Aristide Bruant (1851-1925)


Aristide Bruant Le célèbre chansonnier Aristide Bruant enregistra pour la maison Pathé, mais les disques originaux sont difficiles à trouver. Leur diffusion dut être assez restreinte, du fait de la marginalité de l'auteur et de son répertoire. Une excellente compilation est parue sur un double CD dont nous reproduisons le texte de présentation :

BIOGRAPHIE

Costume de velours noir à grosses côtes, écharpe rouge rejetée dans le dos et feutre à larges bords : la silhouette de Bruant - telle qu'elle fut immortalisée par le crayon de Toulouse-Lautrec - fait désormais partie de notre mémoire collective. Bien plus, à vrai dire que sa voix, qui nous est pourtant parvenue par le miracle des premiers enregistrements sur cylindres et des disques 90/100 tours, ancêtres des 78 tours.

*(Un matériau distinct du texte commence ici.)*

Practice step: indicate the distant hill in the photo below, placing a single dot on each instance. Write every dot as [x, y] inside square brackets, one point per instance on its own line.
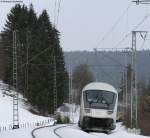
[108, 66]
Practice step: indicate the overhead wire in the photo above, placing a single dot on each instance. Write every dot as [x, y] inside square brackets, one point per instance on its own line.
[55, 7]
[114, 25]
[135, 28]
[58, 11]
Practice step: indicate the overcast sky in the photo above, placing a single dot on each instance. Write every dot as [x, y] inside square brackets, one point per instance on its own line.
[83, 23]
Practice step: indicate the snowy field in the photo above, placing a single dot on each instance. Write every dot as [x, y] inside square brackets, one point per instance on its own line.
[75, 132]
[31, 120]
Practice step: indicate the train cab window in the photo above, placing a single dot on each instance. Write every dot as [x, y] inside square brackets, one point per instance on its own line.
[99, 99]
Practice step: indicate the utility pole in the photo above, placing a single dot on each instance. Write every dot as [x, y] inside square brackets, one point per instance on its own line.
[141, 2]
[55, 85]
[27, 62]
[134, 92]
[70, 93]
[15, 84]
[11, 1]
[15, 79]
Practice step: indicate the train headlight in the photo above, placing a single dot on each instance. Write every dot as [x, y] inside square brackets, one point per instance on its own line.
[87, 111]
[110, 112]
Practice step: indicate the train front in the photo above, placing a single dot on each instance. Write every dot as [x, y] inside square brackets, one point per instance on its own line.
[99, 107]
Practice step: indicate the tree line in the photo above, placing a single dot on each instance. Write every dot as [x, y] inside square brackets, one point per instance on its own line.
[143, 103]
[38, 51]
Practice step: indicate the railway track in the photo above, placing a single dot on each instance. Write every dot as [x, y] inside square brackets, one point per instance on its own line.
[55, 130]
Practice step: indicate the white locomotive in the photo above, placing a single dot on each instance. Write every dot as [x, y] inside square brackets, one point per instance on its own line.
[98, 109]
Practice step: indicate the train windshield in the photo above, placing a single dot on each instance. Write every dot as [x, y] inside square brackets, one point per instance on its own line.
[99, 99]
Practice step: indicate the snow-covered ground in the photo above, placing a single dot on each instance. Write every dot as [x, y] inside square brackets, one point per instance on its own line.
[27, 120]
[30, 120]
[75, 132]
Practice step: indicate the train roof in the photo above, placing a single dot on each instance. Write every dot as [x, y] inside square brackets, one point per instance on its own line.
[99, 86]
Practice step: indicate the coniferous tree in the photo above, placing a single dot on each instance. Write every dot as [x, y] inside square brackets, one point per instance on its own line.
[39, 45]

Mais, au-delà de la seule silhouette, il y a toute une "mythologie Bruant", soigneusement cultivée par le chanteur lui-même, qui veilla toujours à peaufiner son image et sa légende, tout au long d'une carrière courant sur près d'un demi-siècle. Au point que - avec le temps - le véritable Aristide Bruant s'est progressivement effacé derrière le mythe, tirant ainsi un solide rideau de confusion entre la postérité et lui. Et, quitte à écorner un brin l'icône, il faut bien oser reconnaître que, quel qu'ait pu être son talent (au demeurant, immense !), une bonne part de la popularité du chantre des barrières de Paris repose sur un malentendu.

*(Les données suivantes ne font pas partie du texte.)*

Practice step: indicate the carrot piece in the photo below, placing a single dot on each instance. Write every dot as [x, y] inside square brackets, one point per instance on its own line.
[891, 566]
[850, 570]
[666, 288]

Monsieur Aristide Bruant, Chansonnier Montmartrois
Ainsi, sous prétexte qu'il chantait les apaches et les gigolettes, les souteneurs et les filles-mères, et parsemait ses refrains des noms des faubourgs les plus populaires, tout en insultant le bourgeois venu s'encanailler chez lui, nombreux sont ceux qui ne veulent voir en Bruant qu'une espèce de porte-parole du petit peuple de la rue. Une sorte de chroniqueur social, voire de moraliste plus ou moins anarchisant, alors qu'à de rares exceptions près il fit surtout oeuvre de caricaturiste.

Né en 1851, à Courtenay (Loiret), d'une famille d'honnête bourgeoisie, Aristide Louis Armand Bruand (il changera le d final pour un t), fréquente le collège jusqu'à l'âge de 17 ans, ce qui est assez exceptionnel pour l'époque et le démarque déjà du peuple des humbles qu'il se plaira à peindre. S'essayant d'abord au café-concert, en jouant la carte du dandysme (jaquette noire, pantalon "bois de rose", gilet à ramages, souliers vernis et chapeau tube), il ne trouve finalement son véritable style qu'après que Jules Jouy l'ait introduit au Chat Noir, le fameux cabaret de Rodolphe Salis. Dès lors le personnage ne variera plus, et lorsque Salis déménage vers des locaux plus vastes, Bruant, qui a envie de voler de ses propres ailes, récupère le lieu pour y créer Le Mirliton, dont il confie la décoration à ses amis Steinlen et Lautrec. Rapidement, Le Mirliton devient l'endroit à la mode où il est bon ton de venir finir sa soirée ; et parmi les bourgeois ravis de se faire houspiller par le maître de céans, se glisse parfois un Grand Duc russe ou le Prince de Galles en personne.

Créateur prolifique, doublé d'un excellent homme d'affaires, Bruant fait rapidement fortune ; au point d'acheter le Concert de l'Epoque (futur Pacra) et le château de Courtenay, son village natal, où il finit par se retirer pour mener l'existence prospère d'un hobereau conformiste, élevant son fils dans le culte de l'armée et de l'Eglise, ce qui ne laisse pas de surprendre de la part de l'auteur de "Biribi" et de tant de couplets farouchement anticléricaux. Retraite dont il ne sortira plus, à partir de 1917, que pour un récital unique, à l'Empire, quelques semaines avant sa mort, à Courtenay, le 11 février 1925.